Akkemik, fosil ağaçlar günümüzdeki örnekleriyle karşılaştırıldığında bazılarının çok yakın bazılarının da tamamen farklı bir türe büründüğünü belirterek, şöyle konuştu:
"Bu da ağaçlardaki evrimleşme sürecini gösteriyor. Türkiye'de en fazla fosil ağaçlar, 18-23 milyon yıl öncesini kapsayan erken miyosen dönemine ait. Bugün sadece Kuzey Amerika'da Kaliforniya sahillerinde yaşayan sekoyaların ataları, bataklık servileri çıkıyor. Yaklaşık 30-35 milyon yıl öncesinde Türkiye'de görülmeye başlayan bu iki ağaç 5 milyon yıl öncesine kadar çıkıyor. Türkiye kömürlerinin de çoğu, özellikle Trakya kömürlerinin büyük kısmı bu ağaçlardan oluşuyor. Türkiye'deki fosil ağaçlar özellikle Orta Anadolu'da, Bolu ile Ankara arasındaki vadide yoğunlaşıyor. Bu bölgede günümüzde kaybolan çam fosilleri, ceviz, mimoza, defnegiller var. Yine Kilyos ve Trakya'da da fosil ağaçlar bulunuyor. Dünya üzerinde Erguvan ağacının ilk fosil örneği Çankırı Çerkeş'de bulundu. 3-5 milyon yıl öncesine kadar gidiyor. Yine Gökçeada'da da 18-23 milyon yıl öncesine ait fosil orman niteliğinde bir alan var. Kayın, gürgen, kayacık sekoya, servi, palmiye, kızılağaç örnekleri toplandı. "

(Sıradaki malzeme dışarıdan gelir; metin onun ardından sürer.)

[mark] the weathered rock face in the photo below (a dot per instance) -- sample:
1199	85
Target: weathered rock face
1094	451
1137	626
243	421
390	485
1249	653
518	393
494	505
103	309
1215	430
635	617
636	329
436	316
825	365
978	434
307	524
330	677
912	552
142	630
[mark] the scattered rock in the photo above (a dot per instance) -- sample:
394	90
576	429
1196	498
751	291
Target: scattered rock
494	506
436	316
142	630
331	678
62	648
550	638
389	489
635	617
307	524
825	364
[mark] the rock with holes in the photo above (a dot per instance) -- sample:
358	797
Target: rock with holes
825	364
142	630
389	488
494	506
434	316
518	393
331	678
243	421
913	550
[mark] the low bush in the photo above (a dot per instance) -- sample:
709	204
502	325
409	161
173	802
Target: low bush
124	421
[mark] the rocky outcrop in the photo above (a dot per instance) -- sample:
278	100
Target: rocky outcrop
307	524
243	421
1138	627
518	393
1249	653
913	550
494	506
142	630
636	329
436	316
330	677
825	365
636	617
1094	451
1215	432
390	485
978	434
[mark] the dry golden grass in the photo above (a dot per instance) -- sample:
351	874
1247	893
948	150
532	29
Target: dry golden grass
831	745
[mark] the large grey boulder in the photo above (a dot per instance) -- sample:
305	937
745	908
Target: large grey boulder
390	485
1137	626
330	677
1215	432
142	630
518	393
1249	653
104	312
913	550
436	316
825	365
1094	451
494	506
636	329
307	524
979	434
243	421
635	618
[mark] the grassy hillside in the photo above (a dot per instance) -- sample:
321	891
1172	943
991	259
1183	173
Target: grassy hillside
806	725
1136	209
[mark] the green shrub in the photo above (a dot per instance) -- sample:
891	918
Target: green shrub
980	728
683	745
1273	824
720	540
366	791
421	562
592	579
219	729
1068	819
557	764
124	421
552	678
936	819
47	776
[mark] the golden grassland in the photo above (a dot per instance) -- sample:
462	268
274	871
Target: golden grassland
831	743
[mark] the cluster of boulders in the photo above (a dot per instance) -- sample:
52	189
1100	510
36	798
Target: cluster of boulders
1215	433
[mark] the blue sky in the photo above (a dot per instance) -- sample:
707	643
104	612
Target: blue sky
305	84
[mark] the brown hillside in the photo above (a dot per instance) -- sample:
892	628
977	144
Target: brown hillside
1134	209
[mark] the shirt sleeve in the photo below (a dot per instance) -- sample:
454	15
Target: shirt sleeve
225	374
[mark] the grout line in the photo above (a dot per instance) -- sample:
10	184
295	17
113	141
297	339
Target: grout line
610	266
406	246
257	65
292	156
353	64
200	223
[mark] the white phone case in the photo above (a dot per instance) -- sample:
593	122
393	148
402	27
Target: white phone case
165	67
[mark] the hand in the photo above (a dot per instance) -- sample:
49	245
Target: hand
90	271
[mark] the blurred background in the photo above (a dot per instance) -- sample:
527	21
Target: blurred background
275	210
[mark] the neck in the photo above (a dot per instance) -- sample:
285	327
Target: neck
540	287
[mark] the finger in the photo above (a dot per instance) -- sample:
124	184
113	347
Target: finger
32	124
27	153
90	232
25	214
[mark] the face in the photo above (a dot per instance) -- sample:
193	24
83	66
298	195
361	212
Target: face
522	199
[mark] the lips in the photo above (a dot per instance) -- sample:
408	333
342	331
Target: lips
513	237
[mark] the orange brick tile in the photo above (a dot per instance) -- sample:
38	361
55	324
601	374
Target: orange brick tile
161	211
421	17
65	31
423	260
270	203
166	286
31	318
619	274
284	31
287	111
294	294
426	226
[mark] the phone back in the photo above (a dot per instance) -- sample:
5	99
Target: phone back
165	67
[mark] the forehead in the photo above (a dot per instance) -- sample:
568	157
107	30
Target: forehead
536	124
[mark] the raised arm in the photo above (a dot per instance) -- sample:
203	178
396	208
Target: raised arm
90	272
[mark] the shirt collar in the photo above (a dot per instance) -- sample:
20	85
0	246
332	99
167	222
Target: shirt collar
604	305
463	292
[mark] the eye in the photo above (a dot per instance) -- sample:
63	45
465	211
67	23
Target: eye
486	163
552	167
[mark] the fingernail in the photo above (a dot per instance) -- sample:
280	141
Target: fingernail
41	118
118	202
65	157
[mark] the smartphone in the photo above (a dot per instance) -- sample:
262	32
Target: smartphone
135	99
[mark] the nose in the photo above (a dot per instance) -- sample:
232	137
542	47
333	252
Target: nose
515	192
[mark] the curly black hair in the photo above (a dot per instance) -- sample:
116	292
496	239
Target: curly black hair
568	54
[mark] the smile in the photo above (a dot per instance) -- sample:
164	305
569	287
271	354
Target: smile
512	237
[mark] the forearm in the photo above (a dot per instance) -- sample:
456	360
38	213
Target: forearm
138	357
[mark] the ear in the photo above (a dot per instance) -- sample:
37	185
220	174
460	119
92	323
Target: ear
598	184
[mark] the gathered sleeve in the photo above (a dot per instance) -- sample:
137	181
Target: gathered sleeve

"Türkiye'de fosillerle ilgili yasa yok"
Son zamanlarda sosyal medyada fosillerle ilgili gruplar oluşmaya başladığını, insanların duyarlı hale geldiğini, taşlaşmış ağaçlar, deniz ve yaprak fosillerinin toplandığını dile getiren Akkemik, sözlerini şöyle tamamladı:
"Türkiye'de fosillerle ilgili net bir yasa yok. Bunların toplanması konusunda kısıtlama getirilmesi, topluca bulunduğu alanlarda koruma önlemleri alınması lazım. İnsanlar duyarlı davranıp fosilleri görmek, bulunduğu coğrafyanın tarihi öğrenmek istiyor. Özellikle her ilde insanların doğaya gidip görmesi, toplayıp tahrip etmesi yerine, fosillerden bir kaç parçanın getirilip bir yerde, bağımsız fosil orman müzesi ya da arkeoloji müzelerinin yanında oluşturulacak bir yerde bunlar sergilenebilir. Böylece daha fazla insana ulaşılabilir. Fosil ormanları korunması şartıyla turizm açısından da değerlendirilebilir. Örneğin Arizona Fosil Ormanı ya da yakınımızdaki Midilli Adası Fosil Ormanı her yıl onbinlerce turist tarafından ziyaret edilmektedir."